What would be the partial derivative w.r.t to $a\in \mathbb{R}^{n\times 1}$ of $(Xa)^TXa$?

49 Views Asked by At

What would be the partial derivative w.r.t to $a\in \mathbb{R}^{n\times 1}$ of $$(Xa)^TXa$$

where $X\in \mathbb{R}^{n\times n}$?

My attempt:

We know that $$\frac{\partial }{\partial a}(Xa)^TXa=\partial (Xa)^T(Xa)+(Xa)^T\partial (Xa)$$

We also know that $$\partial X^t=(\partial X)^T$$

So taking these facts into account:

$$\frac{\partial }{\partial a}(Xa)^TXa=X^TXa+a^TX^TX$$

Would this be correct?

I think it's equal to $2X^TXa$ but i'm not sure how to derive it.

1

There are 1 best solutions below

4
On BEST ANSWER

First, let's understand exactly what you are trying to do. You have a function $f \colon \mathbb{R}^{n \times 1} \rightarrow \mathbb{R}$ given by $$ f(a) = \left( Xa \right)^T \cdot \left( Xa \right) = \left< Xa, Xa \right> $$ where $$ a = \begin{bmatrix} a_1 \\ \vdots \\ a_n \end{bmatrix}. $$ Such a function doesn't have "a partial derivative with respect to $a$" but it has a differential, or a gradient, or has partial derivatives with respect to each of the variables $a_1,\dots,a_n$. I'll assume we are interested in computing the gradient of $f$. Note that your pruposed formula $$ X^T X a + a^T X^T X $$ doesn't even compile as $X^T X a$ is a column vector while $a^T X^T X$ is a row vector so their addition is not defined.
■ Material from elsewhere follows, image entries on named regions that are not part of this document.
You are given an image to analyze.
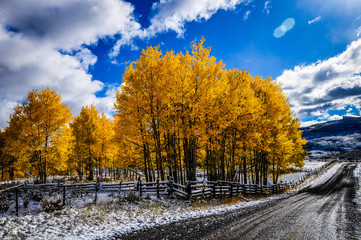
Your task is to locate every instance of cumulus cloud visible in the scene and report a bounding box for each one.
[263,1,272,15]
[273,18,296,38]
[277,39,361,123]
[110,0,245,57]
[243,10,251,21]
[308,16,321,25]
[0,0,140,127]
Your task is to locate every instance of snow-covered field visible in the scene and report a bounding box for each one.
[353,163,361,210]
[0,159,354,239]
[280,160,328,182]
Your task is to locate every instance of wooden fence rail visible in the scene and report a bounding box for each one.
[0,162,332,214]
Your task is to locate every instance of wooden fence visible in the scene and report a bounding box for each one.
[0,162,332,214]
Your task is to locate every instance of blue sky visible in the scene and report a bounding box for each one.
[0,0,361,127]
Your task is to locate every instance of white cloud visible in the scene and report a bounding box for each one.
[356,26,361,37]
[273,18,296,38]
[263,1,272,15]
[277,39,361,122]
[110,0,245,57]
[243,10,251,21]
[308,16,322,25]
[0,0,140,127]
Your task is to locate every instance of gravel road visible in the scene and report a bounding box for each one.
[117,164,361,239]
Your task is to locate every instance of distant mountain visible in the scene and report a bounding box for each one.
[301,117,361,158]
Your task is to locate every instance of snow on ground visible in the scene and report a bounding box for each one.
[280,160,328,182]
[0,195,284,239]
[0,160,340,239]
[308,163,343,187]
[353,163,361,210]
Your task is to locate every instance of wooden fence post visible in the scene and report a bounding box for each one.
[168,176,173,196]
[202,180,205,198]
[119,181,122,195]
[15,188,19,216]
[157,178,160,199]
[212,182,217,198]
[138,177,142,196]
[94,183,98,205]
[217,181,223,196]
[186,182,192,199]
[136,177,140,192]
[63,184,65,206]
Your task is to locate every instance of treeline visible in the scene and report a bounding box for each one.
[0,40,305,184]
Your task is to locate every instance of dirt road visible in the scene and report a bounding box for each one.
[118,164,361,239]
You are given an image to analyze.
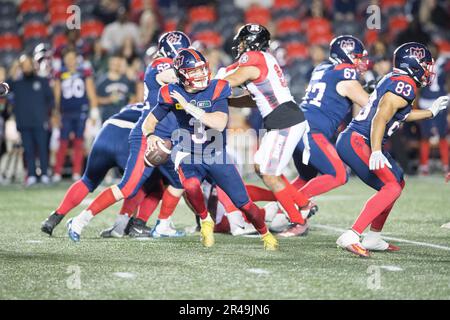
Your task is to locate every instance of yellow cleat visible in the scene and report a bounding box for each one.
[262,232,278,251]
[200,220,214,248]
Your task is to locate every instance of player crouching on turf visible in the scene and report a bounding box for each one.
[336,42,449,257]
[142,49,278,250]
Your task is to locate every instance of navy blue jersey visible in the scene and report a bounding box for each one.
[300,62,358,139]
[55,68,92,114]
[419,56,450,102]
[110,103,149,123]
[131,58,178,139]
[151,79,231,153]
[348,73,417,143]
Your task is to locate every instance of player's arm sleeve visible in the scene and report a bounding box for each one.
[147,85,173,121]
[212,80,232,114]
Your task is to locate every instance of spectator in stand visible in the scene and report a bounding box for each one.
[395,17,431,46]
[139,9,161,50]
[90,39,108,79]
[97,54,136,122]
[7,55,54,186]
[93,0,122,25]
[102,7,141,53]
[53,49,98,182]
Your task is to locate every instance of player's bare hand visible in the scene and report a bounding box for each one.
[369,151,392,170]
[170,90,189,107]
[147,134,164,151]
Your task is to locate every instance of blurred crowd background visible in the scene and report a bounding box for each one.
[0,0,450,183]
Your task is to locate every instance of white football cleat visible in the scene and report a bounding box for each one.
[150,218,186,238]
[441,222,450,229]
[361,231,400,251]
[336,230,370,258]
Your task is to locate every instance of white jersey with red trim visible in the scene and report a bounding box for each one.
[227,51,294,118]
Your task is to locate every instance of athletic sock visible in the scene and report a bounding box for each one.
[87,186,122,216]
[158,189,180,219]
[275,186,305,224]
[53,140,69,175]
[281,175,309,208]
[120,188,145,217]
[239,201,267,235]
[420,139,430,166]
[291,176,308,190]
[183,177,208,219]
[56,180,89,215]
[72,210,94,234]
[136,191,161,222]
[439,138,448,168]
[352,183,402,234]
[245,185,277,202]
[72,138,84,174]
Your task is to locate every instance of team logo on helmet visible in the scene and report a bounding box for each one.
[410,47,425,60]
[173,55,184,69]
[167,32,182,44]
[248,24,261,33]
[340,39,355,52]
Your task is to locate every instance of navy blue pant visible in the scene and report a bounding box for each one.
[19,126,49,177]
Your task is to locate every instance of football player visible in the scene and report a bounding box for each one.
[418,45,450,175]
[0,82,9,97]
[41,103,176,237]
[294,35,369,218]
[336,42,449,257]
[53,50,98,182]
[224,24,317,236]
[68,31,191,242]
[142,49,278,250]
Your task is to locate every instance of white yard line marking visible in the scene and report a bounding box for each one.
[113,272,136,279]
[380,266,403,271]
[312,224,450,251]
[27,240,43,244]
[247,268,270,274]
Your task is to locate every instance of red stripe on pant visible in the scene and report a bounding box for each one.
[350,133,402,234]
[300,133,347,198]
[120,137,147,198]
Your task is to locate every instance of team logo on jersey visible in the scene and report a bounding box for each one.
[239,53,248,63]
[410,47,425,60]
[167,33,182,44]
[197,100,211,109]
[340,39,355,52]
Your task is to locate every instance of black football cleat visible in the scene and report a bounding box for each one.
[128,219,152,238]
[123,217,134,236]
[41,211,64,236]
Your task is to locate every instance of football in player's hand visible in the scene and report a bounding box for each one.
[144,139,172,167]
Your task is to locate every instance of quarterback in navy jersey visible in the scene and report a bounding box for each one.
[293,35,369,202]
[142,49,278,250]
[68,31,190,242]
[336,42,449,257]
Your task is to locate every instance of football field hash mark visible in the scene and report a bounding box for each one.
[113,272,136,279]
[247,268,270,274]
[312,224,450,251]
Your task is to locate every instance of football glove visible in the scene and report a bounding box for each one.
[428,96,450,118]
[369,151,392,170]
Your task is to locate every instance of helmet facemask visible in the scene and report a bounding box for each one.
[178,61,211,91]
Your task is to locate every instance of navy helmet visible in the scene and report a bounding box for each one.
[158,31,191,59]
[173,49,211,90]
[329,35,369,72]
[393,42,434,87]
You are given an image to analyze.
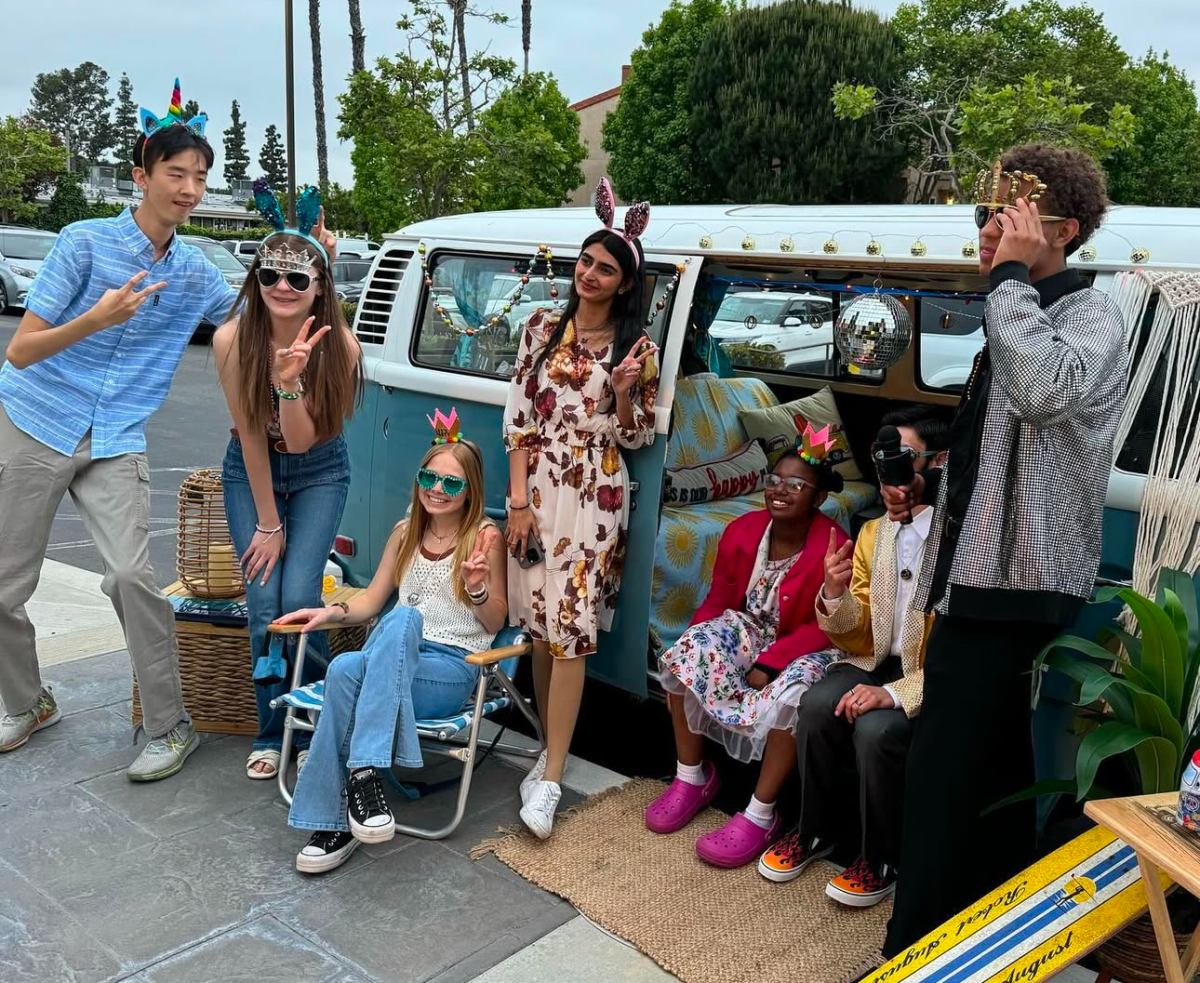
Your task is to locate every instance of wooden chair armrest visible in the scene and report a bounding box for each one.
[467,642,533,666]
The gradient of $f$ is given by $$ \nabla f = \begin{bmatrix} \frac{\partial f}{\partial a_1} \\ \vdots \\ \frac{\partial f}{\partial a_n} \end{bmatrix}. $$ We have $$ \frac{\partial f}{\partial a_i} = \left< \frac{\partial}{\partial a_i} (Xa), Xa \right> + \left< Xa, \frac{\partial}{\partial a_i} (Xa) \right> = 2 \left< \frac{\partial}{\partial a_i} (Xa), Xa \right> = 2 \left< X \left( \frac{\partial}{\partial a_i} a \right), Xa \right> = 2 \left< Xe_i, Xa \right> = 2 e_i^T X^T X a = \left< e_i, 2X^TXa \right> $$ which implies that $\nabla f = 2 X^T X a$ as required.